Remember way back in 2011 when Mark Zuckerberg was named the world’s youngest billionaire, back before the IPO when it was rather fun to create and promote a business page on Facebook? Remember when businesses would run promotions and photo contests, gain fans, get likes and a bit of business along the way?
Those days are gone.
These days, Facebook is a publisher looking for your ad spend. The organic reach of any given post that is not boosted nor promoted has dropped like a stone, down into the single digits. As reported by Forbes in June 2014:
“Social@Ogilvy tracked the drop earlier this year, from 16% of followers engaging with a brand page post in 2012, to 6% in February 2014 for smaller pages and just 2% for pages with over 500,000 followers. The advice then was for community managers to expect organic reach to approach zero by the end of the year.”

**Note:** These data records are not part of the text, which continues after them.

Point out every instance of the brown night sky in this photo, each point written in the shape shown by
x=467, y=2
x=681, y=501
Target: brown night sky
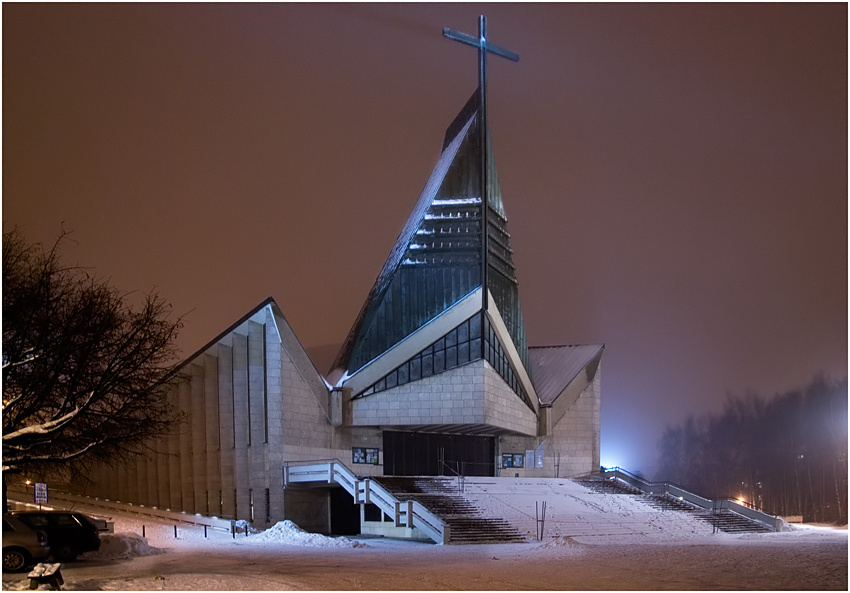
x=675, y=176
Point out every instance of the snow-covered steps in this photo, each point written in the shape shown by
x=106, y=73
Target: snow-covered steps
x=468, y=523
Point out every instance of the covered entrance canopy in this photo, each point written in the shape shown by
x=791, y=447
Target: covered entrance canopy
x=434, y=454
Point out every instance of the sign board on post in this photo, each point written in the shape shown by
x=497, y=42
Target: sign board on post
x=40, y=493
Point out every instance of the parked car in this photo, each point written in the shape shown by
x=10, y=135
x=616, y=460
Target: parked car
x=22, y=545
x=68, y=533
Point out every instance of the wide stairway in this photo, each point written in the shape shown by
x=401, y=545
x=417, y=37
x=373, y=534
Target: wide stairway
x=441, y=496
x=721, y=519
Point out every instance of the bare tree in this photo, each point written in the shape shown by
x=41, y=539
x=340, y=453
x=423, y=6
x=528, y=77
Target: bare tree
x=786, y=454
x=84, y=371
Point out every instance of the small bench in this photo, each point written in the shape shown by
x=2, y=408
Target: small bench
x=46, y=574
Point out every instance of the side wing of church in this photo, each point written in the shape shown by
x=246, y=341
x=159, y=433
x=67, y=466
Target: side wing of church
x=434, y=378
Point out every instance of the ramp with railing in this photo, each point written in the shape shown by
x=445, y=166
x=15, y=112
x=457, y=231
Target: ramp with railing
x=406, y=513
x=715, y=511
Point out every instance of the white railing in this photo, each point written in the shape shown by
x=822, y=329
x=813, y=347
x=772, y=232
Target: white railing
x=406, y=513
x=773, y=522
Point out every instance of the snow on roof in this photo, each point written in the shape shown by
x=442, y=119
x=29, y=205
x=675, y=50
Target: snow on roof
x=555, y=367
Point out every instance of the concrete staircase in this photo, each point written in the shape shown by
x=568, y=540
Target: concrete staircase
x=468, y=523
x=720, y=518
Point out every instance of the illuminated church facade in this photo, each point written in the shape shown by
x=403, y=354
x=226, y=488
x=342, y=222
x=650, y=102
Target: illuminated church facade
x=434, y=378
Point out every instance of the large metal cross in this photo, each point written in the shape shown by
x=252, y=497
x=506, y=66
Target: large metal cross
x=484, y=47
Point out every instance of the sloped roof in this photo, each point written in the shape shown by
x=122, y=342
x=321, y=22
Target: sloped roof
x=553, y=368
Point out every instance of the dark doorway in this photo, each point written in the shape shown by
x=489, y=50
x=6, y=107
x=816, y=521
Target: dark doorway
x=431, y=454
x=345, y=515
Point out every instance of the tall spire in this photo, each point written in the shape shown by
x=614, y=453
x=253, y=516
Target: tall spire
x=484, y=47
x=448, y=293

What one needs to remember now is that Facebook is not interested in helping businesses to reach those friends they earned. They’re interested in maximizing results for their own shareholders. They’re interested in their business, not everybody else’s.
Meantime, Instagram is the Millennials’ new playground. As the Website says:
“Instagram is a fast, beautiful and fun way to share your life with friends and family. Take a picture or video… to see the world. Oh yeah, did we mention it’s free?”
That certainly sounds like the old Facebook, which now owns Instagram.
In four short years, the free Instagram app gained 200 million users who have shared 20 billion photos and continue to post about 60 million photos a day. Russian photographer Murad Osmann has more than 1.8 million Instagram followers who like his collection of themed images holding hands with his girlfriend as they travel the world.
Businesses and brands need to make hay while the sun shines.
Is your property lighting the travel spark that stimulates the dream stage? Are you encouraging guests to snap and share the pictures that make memories? Are you posting compelling pictures that are worth 1,000 words? @WHotels has 62,000 followers; @TheStandard has 60,000 followers; @FourSeasons has 58,000 followers.